Mr McKinney: If the Chair will grant me one last question, given that we are experiencing the pressures and have seen some of the fragmented decision-making and the flaws and the outputs or negatives that have emerged from that, is it now time to rigorously interrogate the strategy with a view to seeing whether it is actually working? Or, could it produce further potential pressure? In other words, should we be testing the very decision-making and strategy?
Mr Poots: Do you mean the —
Mr McKinney: The overall TYC strategy.
Mr Poots: I certainly think that the TYC policy is being implemented, and I think that support for that policy is almost universal among the professionals and that it is the right direction. My only issue with it is that we are probably not going fast enough at it. I want to see it implemented more quickly. I find it frustrating, and there are always problems and issues and so forth. I will keep chivying at my officials and, indeed, at the trusts and so forth to ensure that that is the case.

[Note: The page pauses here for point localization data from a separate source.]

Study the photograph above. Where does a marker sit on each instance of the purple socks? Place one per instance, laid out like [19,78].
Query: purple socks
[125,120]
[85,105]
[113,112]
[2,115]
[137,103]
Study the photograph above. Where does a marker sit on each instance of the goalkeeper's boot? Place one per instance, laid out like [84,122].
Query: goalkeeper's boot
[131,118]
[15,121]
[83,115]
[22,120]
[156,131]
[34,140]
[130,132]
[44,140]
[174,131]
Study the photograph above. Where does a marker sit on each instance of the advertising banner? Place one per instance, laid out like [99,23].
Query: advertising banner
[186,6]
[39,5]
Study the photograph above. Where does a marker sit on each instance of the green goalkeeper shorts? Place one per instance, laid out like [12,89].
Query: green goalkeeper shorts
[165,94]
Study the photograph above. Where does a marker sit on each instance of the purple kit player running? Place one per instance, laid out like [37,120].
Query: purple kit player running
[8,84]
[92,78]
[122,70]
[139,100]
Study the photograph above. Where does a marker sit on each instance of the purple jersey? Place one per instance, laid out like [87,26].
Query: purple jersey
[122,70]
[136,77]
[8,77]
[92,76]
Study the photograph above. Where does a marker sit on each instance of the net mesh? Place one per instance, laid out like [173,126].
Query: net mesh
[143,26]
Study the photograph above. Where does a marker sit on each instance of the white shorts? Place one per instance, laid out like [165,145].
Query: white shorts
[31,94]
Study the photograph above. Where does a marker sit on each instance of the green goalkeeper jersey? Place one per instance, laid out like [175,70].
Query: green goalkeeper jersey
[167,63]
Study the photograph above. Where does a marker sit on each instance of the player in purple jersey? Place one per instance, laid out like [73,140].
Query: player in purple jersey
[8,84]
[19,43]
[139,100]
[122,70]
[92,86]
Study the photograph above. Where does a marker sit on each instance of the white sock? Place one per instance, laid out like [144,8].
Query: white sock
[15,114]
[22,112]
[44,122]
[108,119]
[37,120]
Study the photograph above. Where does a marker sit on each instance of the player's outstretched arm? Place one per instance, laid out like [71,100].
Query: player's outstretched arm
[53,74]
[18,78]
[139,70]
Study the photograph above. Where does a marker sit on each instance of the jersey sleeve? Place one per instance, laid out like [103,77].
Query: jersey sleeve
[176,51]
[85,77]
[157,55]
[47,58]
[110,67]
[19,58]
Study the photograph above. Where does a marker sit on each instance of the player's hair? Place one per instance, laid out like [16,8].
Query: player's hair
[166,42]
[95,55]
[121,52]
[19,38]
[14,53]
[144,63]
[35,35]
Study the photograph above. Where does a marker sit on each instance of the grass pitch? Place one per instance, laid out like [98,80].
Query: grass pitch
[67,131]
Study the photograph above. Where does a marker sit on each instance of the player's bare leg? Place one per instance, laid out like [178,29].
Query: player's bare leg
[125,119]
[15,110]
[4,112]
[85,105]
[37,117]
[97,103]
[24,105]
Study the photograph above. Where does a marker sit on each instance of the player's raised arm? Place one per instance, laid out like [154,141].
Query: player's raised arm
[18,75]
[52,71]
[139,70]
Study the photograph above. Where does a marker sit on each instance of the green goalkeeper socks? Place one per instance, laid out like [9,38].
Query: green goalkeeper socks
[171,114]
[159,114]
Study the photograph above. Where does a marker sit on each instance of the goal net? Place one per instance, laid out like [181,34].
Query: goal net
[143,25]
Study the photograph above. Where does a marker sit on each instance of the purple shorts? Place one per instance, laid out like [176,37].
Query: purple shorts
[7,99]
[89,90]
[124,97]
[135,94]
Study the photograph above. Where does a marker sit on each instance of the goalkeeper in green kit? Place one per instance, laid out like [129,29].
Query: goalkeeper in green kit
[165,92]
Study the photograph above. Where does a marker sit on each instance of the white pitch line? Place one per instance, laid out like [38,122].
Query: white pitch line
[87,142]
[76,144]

The Deputy Chairperson: Thank you, Minister. We will call it a day. There is a tweet going around that there is only one more job that is more difficult and that that is the job of David Moyes, the manager of Manchester United.
Mr Poots: I hope to have greater success than he is having at the minute.
The Deputy Chairperson: We thank you for giving us three hours of your time. That is much appreciated. You have addressed a huge range of issues, and you brought a strong team with you. We will need to reflect on all of what has been said. I see that you are making the news already, so, clearly, it has caught the public imagination. Once again, I thank your team and the members who have stayed behind.